A conduta relatada contraria a Lei Federal nº 13.465/2017, que alterou a Lei de Parcelamento do Solo Urbano. O artigo 2º, parágrafo 8º, estabelece que, mesmo nos loteamentos de acesso controlado, é vedado impedir ou restringir a circulação de pedestres ou condutores devidamente identificados. A norma não autoriza qualquer diferenciação entre moradores associados e não associados. No âmbito municipal, a Lei Complementar nº 208/2018, de Campinas, reforça esse entendimento ao permitir expressamente o acesso de veículos e pessoas não residentes devidamente identificados e ao exigir a afixação de placas explicativas informando a permissão de acesso. Moradores afirmam, porém, que foram instaladas placas indicando entradas exclusivas para associados, prática sem respaldo legal e capaz de induzir à falsa ideia de restrição legítima.
A legislação estadual também impõe limites. A Lei nº 16.879/2018 considera regular o controle de acesso apenas quando respeitados os termos da licença concedida, o que inclui o cumprimento das normas federais e municipais e a garantia da livre circulação em vias públicas. Especialistas destacam ainda que o Caminhos de San Conrado não é condomínio, mas loteamento administrado por associação civil sem fins lucrativos, o que impede a imposição de regras internas a não associados ou qualquer forma de constrangimento como mecanismo de pressão para filiação, prática já considerada inconstitucional pelo Supremo Tribunal Federal.
Em decisão citada por moradores, o ministro Raul Araújo classificou como absurdamente desarrazoada a tentativa de impedir moradores de acessar a própria casa ou de receber entregas em igualdade de condições. Para ele, tratar de forma discriminatória quem não integra a associação não encontra justificativa em argumentos de segurança e revela objetivo de constranger moradores à filiação.
Cresce número de moradores não associados
Estimativas internas indicam que, dos cerca de 2.220 imóveis do loteamento, aproximadamente 500 pertencem a moradores não associados. As restrições, segundo os relatos, não são aplicadas de forma uniforme, o que reforça a percepção de seleção direcionada e de tentativa indireta de forçar a adesão à associação por meio do desgaste cotidiano.
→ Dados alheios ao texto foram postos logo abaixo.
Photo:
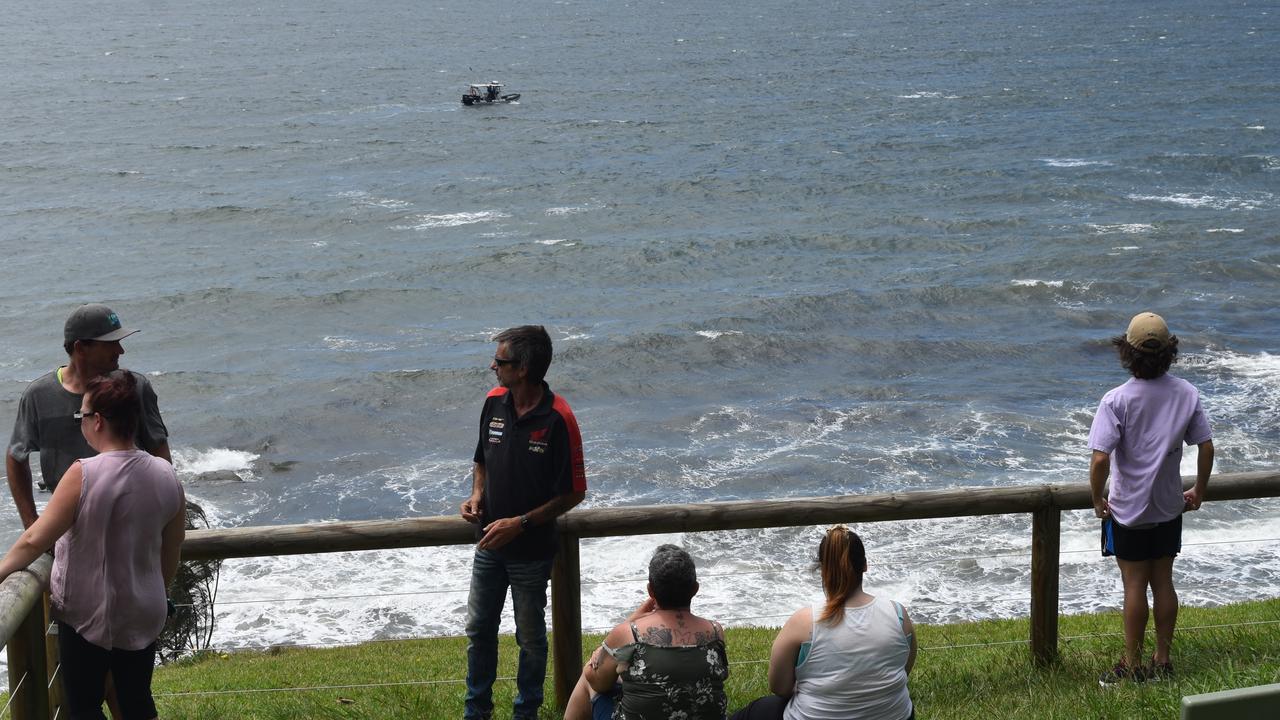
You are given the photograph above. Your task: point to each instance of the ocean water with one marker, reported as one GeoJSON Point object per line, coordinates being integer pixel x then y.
{"type": "Point", "coordinates": [782, 249]}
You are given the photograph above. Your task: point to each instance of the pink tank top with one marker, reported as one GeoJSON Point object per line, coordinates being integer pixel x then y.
{"type": "Point", "coordinates": [106, 579]}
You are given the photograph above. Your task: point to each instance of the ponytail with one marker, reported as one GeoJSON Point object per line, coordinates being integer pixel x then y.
{"type": "Point", "coordinates": [841, 559]}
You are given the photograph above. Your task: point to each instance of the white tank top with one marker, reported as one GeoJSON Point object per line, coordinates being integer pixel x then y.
{"type": "Point", "coordinates": [854, 669]}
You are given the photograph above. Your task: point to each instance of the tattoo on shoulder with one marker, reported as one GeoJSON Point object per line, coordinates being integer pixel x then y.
{"type": "Point", "coordinates": [703, 637]}
{"type": "Point", "coordinates": [658, 636]}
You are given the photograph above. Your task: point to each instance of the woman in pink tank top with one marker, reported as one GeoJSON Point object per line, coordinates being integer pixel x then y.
{"type": "Point", "coordinates": [118, 520]}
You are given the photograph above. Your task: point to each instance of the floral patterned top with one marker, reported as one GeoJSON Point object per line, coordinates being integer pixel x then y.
{"type": "Point", "coordinates": [672, 683]}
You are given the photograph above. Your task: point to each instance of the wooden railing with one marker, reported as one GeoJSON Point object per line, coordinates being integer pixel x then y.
{"type": "Point", "coordinates": [23, 621]}
{"type": "Point", "coordinates": [1045, 504]}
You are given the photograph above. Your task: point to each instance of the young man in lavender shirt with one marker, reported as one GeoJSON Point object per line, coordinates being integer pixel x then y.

Moradores que já obtiveram decisões judiciais favoráveis afirmam que, mesmo assim, continuam enfrentando dificuldades. Orientações jurídicas incluem o registro em vídeo de negativas e demoras excessivas, como forma de comprovar o descumprimento das decisões judiciais e fundamentar novas ações, inclusive de caráter coletivo.
Juristas avaliam que a responsabilidade não recai sobre os funcionários da portaria, mas sobre a administração e a associação do loteamento. A manutenção de práticas já declaradas ilegais pode configurar descumprimento de decisão judicial, abuso de direito e dano moral coletivo, ampliando o risco jurídico para a entidade.
Enquanto os tribunais superiores consolidam o entendimento de que não há base legal para restringir o direito de ir e vir em loteamentos com vias públicas, moradores do Caminhos de San Conrado afirmam que a realidade vivida no dia a dia segue distante do que está escrito nas decisões judiciais.
O que diz o Supremo
O Supremo Tribunal Federal firmou entendimento de que associações de moradores não podem impor regras, cobranças ou restrições a proprietários não associados em loteamentos urbanos com vias públicas. A Corte considerou inconstitucional qualquer prática que viole o direito à livre associação e ao livre trânsito, especialmente antes da vigência da Lei 13.465/2017 ou de lei municipal específica. Para o STF, obrigar o cumprimento de normas internas ou criar limitações indiretas equivale a impor a associação de forma compulsória.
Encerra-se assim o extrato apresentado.